Saturday, November 12, 2022

The Shifting Sands Of Fan Engagement In Indian Cricket

The overall purity of spontaneous reactions has been adulterated
with transactional relationships. Can it be changed?


A sporting loss, in any big-ticket tournament, always hurts a team’s fans. When it is a World Cup, it hurts more. If it is cricket and India, it’s worse. And when the loss is big and comprehensive enough for even the team’s usually measured and word-correct coach Rahul Dravid to be lost for words, you know it’s open season for everyone else – humiliation, disaster and disgust being the dominant theme expressed in a lot more colourful language.

The disappointment is understandable. For a public that not just puts a premium on performance but literally demands it every time the Indian cricket team steps out on the ground, a 10-wicket loss -- in a 20-over game that finished in 16 – is unacceptable. When it deems the players as demi-gods and excuses their every excess -- lifestyle, monetary, behaviour or otherwise -- the public also endows on itself the right to scrutinise, label, judge and criticise them. Fair or not, that’s the way the dice rolls, specially in times of an omnipresent, tenuous and fickle social media that brings close and pulls apart the player-fan equation simultaneously and in equal measure.

For a long time, this equation was largely emotion-based. When they won, the public felt happy; when they lost, the public was sad/furious. Yes, there would be the occasional stone-pelting incidents but they would largely be spontaneous and limited with universal condemnation. There were the organised betting rings, sure, but they were limited, underground, criminal activities taking place in the dark with only the ones involved knowing the way in. Then came the glut of fantasy games and online apps, each featuring its own set of players, past and present, endorsing it as a ‘skill’ and ‘fun’ and ‘tactical’ and ‘strategy’. It involved money, it democratised role-play making everyone a selector/coach/expert, it legitimised hedging your bets. And it put a price on the emotions, turning the equation into a transactional one. The purity of both the happiness at winning and fury at losing was gone.
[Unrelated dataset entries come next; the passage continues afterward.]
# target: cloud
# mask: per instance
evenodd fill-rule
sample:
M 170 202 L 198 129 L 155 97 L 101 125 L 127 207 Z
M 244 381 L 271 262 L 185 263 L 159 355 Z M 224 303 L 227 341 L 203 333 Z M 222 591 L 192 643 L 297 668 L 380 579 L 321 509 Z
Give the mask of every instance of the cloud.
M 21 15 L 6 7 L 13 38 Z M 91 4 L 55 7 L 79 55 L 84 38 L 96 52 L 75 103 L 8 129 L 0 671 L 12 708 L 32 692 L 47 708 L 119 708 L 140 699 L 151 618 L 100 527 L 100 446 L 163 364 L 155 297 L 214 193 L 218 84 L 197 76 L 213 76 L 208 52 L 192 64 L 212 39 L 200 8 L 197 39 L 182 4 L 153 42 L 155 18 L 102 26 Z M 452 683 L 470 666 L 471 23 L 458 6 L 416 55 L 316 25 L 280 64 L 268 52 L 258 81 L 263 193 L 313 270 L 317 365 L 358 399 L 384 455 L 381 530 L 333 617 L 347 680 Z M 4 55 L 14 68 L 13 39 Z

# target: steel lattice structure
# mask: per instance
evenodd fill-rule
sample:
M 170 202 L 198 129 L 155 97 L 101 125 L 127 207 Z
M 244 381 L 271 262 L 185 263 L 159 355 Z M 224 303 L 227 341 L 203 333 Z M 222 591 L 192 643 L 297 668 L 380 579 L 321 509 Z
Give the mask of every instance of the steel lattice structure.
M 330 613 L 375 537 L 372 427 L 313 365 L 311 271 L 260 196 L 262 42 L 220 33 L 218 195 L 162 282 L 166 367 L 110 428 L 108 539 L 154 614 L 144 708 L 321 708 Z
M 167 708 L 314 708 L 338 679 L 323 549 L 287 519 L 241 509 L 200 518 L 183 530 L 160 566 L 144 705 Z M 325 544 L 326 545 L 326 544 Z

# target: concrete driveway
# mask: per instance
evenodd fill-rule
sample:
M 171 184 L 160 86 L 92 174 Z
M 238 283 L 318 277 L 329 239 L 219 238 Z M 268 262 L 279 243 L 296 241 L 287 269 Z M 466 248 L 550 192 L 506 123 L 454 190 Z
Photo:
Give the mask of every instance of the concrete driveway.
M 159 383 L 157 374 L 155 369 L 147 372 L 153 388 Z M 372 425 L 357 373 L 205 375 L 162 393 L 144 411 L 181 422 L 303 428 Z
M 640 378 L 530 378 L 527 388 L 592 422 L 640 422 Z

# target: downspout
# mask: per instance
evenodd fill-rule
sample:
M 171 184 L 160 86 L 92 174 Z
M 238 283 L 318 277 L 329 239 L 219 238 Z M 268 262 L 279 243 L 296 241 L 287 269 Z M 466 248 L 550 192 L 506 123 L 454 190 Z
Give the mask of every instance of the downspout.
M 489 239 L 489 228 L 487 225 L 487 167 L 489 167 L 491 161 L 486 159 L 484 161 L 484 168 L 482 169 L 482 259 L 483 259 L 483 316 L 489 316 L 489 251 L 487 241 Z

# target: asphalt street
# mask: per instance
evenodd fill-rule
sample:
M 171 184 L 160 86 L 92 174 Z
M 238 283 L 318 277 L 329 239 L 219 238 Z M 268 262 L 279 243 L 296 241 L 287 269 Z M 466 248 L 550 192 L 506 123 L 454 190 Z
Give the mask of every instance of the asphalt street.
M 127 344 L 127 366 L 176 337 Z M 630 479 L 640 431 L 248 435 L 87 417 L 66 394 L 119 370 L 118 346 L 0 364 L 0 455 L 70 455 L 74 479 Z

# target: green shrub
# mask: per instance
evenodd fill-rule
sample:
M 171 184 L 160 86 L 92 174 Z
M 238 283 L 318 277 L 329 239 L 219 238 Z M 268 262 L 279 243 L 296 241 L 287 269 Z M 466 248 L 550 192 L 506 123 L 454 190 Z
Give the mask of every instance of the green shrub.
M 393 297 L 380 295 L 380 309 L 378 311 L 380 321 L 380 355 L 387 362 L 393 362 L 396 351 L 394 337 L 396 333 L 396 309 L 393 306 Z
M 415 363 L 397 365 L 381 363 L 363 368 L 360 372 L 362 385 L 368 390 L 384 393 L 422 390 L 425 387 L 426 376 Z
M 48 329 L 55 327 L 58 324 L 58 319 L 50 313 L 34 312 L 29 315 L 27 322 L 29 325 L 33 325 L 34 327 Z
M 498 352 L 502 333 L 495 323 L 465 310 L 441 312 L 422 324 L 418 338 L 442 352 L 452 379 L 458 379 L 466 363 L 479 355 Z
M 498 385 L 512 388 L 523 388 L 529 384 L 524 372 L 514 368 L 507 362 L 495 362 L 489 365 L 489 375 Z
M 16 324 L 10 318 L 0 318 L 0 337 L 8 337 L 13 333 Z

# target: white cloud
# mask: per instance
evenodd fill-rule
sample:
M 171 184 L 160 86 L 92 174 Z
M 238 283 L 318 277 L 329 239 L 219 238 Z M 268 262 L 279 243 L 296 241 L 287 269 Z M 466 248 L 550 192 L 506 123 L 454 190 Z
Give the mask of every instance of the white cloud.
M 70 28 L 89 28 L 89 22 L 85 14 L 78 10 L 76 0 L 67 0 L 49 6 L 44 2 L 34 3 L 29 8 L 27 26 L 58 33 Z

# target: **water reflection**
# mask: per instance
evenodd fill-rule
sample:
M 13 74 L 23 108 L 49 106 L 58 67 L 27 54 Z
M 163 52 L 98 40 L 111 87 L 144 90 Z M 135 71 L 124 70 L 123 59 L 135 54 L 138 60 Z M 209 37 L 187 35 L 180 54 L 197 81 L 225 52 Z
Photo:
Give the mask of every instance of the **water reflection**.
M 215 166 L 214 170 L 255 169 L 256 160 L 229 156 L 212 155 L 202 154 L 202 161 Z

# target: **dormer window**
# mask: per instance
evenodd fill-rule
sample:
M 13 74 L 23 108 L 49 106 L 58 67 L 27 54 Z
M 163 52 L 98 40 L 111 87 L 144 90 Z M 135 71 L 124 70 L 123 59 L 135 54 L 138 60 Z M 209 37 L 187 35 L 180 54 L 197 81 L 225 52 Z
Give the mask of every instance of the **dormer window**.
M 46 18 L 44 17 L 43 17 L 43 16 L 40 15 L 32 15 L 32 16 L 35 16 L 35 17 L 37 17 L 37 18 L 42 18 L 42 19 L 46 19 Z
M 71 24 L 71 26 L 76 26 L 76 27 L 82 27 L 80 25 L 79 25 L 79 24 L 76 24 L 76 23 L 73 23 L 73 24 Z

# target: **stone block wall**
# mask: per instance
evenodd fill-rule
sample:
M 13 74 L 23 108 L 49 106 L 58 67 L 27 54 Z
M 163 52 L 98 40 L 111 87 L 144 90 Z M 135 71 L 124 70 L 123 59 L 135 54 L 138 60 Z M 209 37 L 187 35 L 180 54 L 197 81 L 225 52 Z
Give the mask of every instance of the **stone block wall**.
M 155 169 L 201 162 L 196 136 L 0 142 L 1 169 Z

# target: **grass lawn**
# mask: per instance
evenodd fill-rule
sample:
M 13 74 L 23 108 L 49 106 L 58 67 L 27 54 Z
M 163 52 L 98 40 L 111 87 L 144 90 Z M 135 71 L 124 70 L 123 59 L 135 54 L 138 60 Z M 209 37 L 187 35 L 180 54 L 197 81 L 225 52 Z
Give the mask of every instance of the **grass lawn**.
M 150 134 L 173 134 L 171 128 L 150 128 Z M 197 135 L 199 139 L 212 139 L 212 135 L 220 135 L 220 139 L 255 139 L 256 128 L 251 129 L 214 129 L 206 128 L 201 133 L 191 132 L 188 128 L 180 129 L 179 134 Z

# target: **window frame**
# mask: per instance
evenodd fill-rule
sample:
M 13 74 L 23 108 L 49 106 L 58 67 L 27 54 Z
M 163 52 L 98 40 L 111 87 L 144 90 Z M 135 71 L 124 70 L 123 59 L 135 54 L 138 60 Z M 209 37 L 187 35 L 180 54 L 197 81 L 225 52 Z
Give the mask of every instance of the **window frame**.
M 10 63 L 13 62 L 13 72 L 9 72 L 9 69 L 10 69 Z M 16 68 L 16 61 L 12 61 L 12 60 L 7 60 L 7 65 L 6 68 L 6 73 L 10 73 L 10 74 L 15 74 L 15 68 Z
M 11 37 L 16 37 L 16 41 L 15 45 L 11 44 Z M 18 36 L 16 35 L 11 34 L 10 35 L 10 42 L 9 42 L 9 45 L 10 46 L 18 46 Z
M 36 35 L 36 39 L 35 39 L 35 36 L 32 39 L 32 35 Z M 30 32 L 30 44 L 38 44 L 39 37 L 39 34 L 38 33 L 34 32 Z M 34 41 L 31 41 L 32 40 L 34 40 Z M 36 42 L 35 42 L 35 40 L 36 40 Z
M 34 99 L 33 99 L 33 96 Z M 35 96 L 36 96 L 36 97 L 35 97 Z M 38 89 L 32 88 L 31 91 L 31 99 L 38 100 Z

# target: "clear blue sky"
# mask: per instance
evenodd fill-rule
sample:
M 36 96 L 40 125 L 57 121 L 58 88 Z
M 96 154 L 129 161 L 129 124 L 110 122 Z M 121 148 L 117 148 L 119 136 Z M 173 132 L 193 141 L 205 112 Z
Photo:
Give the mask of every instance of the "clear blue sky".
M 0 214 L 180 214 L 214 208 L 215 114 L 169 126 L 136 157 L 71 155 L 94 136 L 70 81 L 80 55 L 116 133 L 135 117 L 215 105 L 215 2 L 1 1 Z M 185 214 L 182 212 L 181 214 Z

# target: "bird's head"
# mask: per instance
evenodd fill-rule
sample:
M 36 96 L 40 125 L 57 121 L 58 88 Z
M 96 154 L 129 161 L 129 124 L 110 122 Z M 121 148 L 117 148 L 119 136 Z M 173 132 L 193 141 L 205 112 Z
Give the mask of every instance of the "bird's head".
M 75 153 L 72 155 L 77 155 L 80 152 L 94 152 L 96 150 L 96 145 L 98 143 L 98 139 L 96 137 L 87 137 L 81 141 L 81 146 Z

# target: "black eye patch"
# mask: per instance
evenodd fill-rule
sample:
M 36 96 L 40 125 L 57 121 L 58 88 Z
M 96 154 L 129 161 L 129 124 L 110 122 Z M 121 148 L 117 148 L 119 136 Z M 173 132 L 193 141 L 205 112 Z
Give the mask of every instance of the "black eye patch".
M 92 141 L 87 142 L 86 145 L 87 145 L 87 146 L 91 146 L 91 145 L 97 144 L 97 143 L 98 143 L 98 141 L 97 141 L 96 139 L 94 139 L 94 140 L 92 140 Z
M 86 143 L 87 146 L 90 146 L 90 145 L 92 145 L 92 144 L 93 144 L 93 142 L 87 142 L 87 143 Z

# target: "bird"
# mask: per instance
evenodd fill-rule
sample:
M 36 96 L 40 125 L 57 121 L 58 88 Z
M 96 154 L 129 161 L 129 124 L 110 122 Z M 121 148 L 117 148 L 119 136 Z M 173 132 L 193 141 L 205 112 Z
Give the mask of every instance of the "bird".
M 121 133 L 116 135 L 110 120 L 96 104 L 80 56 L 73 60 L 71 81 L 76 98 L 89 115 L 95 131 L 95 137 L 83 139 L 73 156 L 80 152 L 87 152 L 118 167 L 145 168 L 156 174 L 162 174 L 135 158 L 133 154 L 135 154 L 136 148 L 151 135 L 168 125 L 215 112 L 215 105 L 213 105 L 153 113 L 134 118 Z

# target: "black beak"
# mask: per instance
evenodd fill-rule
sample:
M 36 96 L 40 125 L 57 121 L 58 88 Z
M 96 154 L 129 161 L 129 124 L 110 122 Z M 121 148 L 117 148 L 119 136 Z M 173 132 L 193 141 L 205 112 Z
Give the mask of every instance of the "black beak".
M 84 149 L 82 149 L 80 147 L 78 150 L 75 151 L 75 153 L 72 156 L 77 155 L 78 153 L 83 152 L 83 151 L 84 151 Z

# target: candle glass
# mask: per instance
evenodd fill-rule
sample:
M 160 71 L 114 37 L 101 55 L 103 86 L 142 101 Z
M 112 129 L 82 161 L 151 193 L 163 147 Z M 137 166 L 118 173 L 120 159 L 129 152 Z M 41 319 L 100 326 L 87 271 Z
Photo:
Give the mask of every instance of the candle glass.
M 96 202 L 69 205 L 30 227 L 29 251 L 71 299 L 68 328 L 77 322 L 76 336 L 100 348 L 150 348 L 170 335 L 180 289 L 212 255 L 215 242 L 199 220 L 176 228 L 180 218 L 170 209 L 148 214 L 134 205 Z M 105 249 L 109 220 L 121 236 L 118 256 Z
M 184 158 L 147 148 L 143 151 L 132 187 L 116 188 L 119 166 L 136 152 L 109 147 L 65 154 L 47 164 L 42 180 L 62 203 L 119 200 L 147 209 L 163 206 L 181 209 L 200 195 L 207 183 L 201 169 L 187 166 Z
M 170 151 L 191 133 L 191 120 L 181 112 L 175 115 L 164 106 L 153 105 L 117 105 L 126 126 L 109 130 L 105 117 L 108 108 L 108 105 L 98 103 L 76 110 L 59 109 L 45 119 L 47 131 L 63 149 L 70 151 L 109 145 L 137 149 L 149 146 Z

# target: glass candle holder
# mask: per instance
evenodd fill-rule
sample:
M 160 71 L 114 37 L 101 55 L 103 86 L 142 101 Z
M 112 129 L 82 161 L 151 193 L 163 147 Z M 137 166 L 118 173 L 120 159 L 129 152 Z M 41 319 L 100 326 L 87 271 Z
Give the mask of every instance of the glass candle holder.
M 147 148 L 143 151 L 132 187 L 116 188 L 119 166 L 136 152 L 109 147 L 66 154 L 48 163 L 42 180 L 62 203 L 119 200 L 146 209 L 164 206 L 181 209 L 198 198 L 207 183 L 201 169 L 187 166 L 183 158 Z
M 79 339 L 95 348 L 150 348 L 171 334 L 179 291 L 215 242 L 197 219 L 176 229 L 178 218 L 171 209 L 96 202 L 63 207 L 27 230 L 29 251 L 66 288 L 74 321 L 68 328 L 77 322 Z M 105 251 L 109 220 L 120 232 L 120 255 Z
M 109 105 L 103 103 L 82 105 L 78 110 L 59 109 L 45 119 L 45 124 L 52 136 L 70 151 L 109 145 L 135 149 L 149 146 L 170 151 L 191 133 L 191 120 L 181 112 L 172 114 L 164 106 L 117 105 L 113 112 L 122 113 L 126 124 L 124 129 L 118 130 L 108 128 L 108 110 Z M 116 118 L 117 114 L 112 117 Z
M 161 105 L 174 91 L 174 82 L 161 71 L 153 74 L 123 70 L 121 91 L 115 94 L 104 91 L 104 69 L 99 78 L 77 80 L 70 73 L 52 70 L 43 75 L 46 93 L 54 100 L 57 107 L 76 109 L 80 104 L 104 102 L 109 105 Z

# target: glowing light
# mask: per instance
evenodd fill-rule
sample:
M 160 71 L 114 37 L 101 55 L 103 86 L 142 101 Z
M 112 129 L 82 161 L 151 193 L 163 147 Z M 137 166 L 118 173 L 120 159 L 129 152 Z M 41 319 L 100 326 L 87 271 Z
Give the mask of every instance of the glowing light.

That most of these fantasy games and mobile apps and dream teams continue to be either totally illegal or fall in a grey area of government oversight and legal uncertainty is immaterial. What matters is that they are freely available and advertised, sponsor tournaments and teams and tempt people with overnight riches. It’s a lottery on the team’s fortunes fronted by the team members themselves and if anyone finds that incongruous, they are in a minority.

And so, when the players express anguish or displeasure at what they think is over-the-top criticism and unfair targetting for losing what is, at the end of the day, a game or personal barbs for professional failures, they would do well to also take a step back and acknowledge their own role, howsoever miniscule, in empowering such reactions. As public figures, sportspersons are always under scrutiny. As brand ambassadors, their endorsements always add value to products. But when they turn into products themselves, when they extend their presence into every mobile phone and television screen and wallet, do they continue to retain the sanctity of their professional achievements? 

It’s a question they need to answer themselves.